Musili’s Journey Championing People and Planet » Capital News
June 7 – Growing up in Tseikuru, a remote village in Kitui County, just 30 kilometres from the expansive Mwingi National Reserve, Jimmy Musili experienced the forest not only as a wilderness but as a playground and source of sustenance.
Lions roared in the distance, bushbabies called at dusk, and foxes darted through the undergrowth. Musili and his cousins hunted squirrels and dik-dik, feasted on wild fruits, and quenched their thirst from cool forest springs.
This deep bond with nature would eventually inspire Musili’s path to becoming an environmental champion. He recently earned a Master’s degree in Environmental Management from Yale University in the United States—marking a major milestone in a journey rooted in the forests of rural Kenya.
“I grew up seeing the forest as part of life. It wasn’t something we considered special—it was just there,” he reflects. But changes crept in. “By the time I finished high school, things had shifted. The rains were failing, farms were no longer productive, the lions stopped roaring, and the thatching grass we once gathered easily was disappearing. Even dik-dik had become rare.”
A turning point came during a visit to Nairobi, where he watched footage of the late Prof. Wangari Maathai being assaulted for protesting forest destruction. It was his first encounter with the term “climate change”—and everything clicked: the missing rains, the vanishing wildlife, the dying grass.
Shifting away from early aspirations in architecture and engineering, Musili chose to study Wildlife Management at the University of Nairobi. Later, in 2015, he joined the Kitui County Government as a senior game warden, working to rehabilitate the Mwingi National Reserve—a crucial yet long-neglected ecosystem.
“The ecosystem was badly compromised. But restoration work is often underfunded in counties, and progress is painfully slow,” he laments.
Musili quickly grasped that communities living near protected areas like national parks often pay the highest price for conservation. “Tourists may marvel at the wildlife, but locals face crop destruction, injuries, and even death,” he says. “I’ve tracked lions for weeks, attended funerals of children killed by wildlife, and witnessed the economic devastation caused by unaddressed compensation claims.”
One case that stayed with him was a family that waited five years for compensation after losing a relative to a wildlife attack. “If human death takes that long, imagine how long crop loss takes. These people remain trapped in poverty, and over time, begin to resent the very wildlife the world wants to protect.”
Determined to make a broader impact, Musili pursued advanced studies in ecosystem management, people equity, and climate science—thanks in part to support from the Rotary Club of Athi River and his host club of Westport.

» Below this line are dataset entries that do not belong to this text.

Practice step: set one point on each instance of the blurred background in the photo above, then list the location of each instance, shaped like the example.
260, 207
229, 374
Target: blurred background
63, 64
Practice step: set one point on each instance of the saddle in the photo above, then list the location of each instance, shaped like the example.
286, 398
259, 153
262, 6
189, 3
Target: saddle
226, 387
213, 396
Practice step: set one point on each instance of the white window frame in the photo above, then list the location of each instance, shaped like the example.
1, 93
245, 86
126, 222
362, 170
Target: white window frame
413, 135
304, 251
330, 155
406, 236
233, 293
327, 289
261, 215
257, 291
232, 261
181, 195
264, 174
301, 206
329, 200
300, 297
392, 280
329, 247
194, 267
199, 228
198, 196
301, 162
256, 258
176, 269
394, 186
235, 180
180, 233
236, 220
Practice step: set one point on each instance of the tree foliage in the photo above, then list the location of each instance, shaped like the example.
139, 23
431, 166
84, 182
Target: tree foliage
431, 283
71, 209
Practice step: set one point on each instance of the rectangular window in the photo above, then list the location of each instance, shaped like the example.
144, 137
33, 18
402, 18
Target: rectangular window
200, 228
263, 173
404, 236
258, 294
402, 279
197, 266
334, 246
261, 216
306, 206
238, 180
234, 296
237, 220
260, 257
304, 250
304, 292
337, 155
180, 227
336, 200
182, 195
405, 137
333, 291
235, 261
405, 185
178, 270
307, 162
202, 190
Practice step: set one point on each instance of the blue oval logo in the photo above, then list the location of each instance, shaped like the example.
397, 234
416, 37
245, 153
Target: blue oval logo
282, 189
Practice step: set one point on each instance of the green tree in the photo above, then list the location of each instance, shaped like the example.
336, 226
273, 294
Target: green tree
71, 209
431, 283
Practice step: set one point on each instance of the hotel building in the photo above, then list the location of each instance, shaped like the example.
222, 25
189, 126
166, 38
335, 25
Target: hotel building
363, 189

At Yale, he deepened his understanding of the link between ecosystems, climate, and communities.
Today, Musili uses cutting-edge tools to model climate scenarios—analysing how rising temperatures and shifting rainfall patterns will affect land productivity, food systems, and wildlife habitats.
“In my modelling of elephant habitat, the data shows a sharp decline by 2060 if we continue with business as usual,” he notes.
Musili believes conservation must move beyond slogans and protectionism. It should centre local communities and their lived realities. “Wildlife doesn’t just exist for its own sake. It plays a role in soil health, carbon storage, air quality, and ultimately, food production,” he explains.
He cites the role of herbivores in grazing excess vegetation and recycling nutrients through waste, which stores carbon in the soil and enhances fertility. Disrupt this balance, he warns, and we risk cascading failures in food systems, water availability, and weather predictability.
“We need to stop seeing wildlife and humans as separate. We are all part of the same ecosystem. Conservation is about balance.”
From the shrinking forests of Tseikuru to the climate labs of Yale, Musili’s journey is a powerful testament to the impact one person can have when passion, education, and purpose align. His work now spans continents—but it remains anchored in the lessons of home, where children once played with dik-dik and gathered grass to thatch their roofs.